West Point Thoroughbreds
West Point, founded in 1991, has enjoyed a long run as one of the nation’s leading partnerships and recorded its 1,000th victory this summer in Saratoga. The outfit has begun regularly teaming up with other entities, such as Woodford, to stretch its buying power at major auctions – as was the case when Flightline brought a cool $1 million at the Saratoga sale.
Seven West Point partners own a piece of Flightline.
“I think we all know that we’re in the midst of greatness,” West Point founder Terry Finley said. “No one’s trying to be arrogant or over the top – we’re all parochial toward our own horses. But the different camps in [our] ownership team, we look at each other, and we say, ‘Why us?’ ”
Hronis Racing
California-based brothers Kosta and Peter Hronis are primary clients for trainer John Sadler, who had asked Ingordo to keep his eyes open at the Saratoga yearling sale.
“The last piece was, John said ‘If you see a really, really good one that we might have to take a piece of in partnership, I’m in and will get the Hronises in,’ ” Ingordo said. Thus assembled the first four partners in Flightline who purchased the seven-figure colt.
Flightline races in the Hronis green and will eventually join former colorbearers Accelerate, Catalina Cruiser, and Gift Box at Lane’s End.
Siena Farm
The Kentucky farm founded by Anthony Manganaro, with partners Nacho Patino and David Pope, came into the partnership thanks to ties to West Point and Ingordo.
“Anthony Manganaro, his nephew Paul, is a great partner of mine,” Ingordo said. “And Anthony has done things with Terry Finley at West Point on and off over the years. So Terry brought him in on their end of it.”
New Partners?
Although Flightline’s future will be decided after Saturday’s Classic, someone else could come along for the ride. A 2.5 percent interest in the colt, part of the West Point share, will be publicly offered at the Keeneland November breeding stock sale two days following the race. It is expected to be the only opportunity to buy into Flightline before his eventual retirement.

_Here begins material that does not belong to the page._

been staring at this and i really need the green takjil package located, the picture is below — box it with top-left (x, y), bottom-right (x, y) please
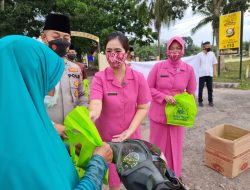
top-left (165, 92), bottom-right (197, 128)
top-left (64, 106), bottom-right (108, 184)
top-left (83, 79), bottom-right (90, 99)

“Our partners, by and large, are in the racing business,” Finley said. “But he’s also captivated people in terms of getting into the breeding business and buying a part of a couple broodmares to breed to him. I’d like to think that the partners on the Woodford and West Point groups, I’d like to think that they’re gonna be owners for life after owning a piece of Flightline.”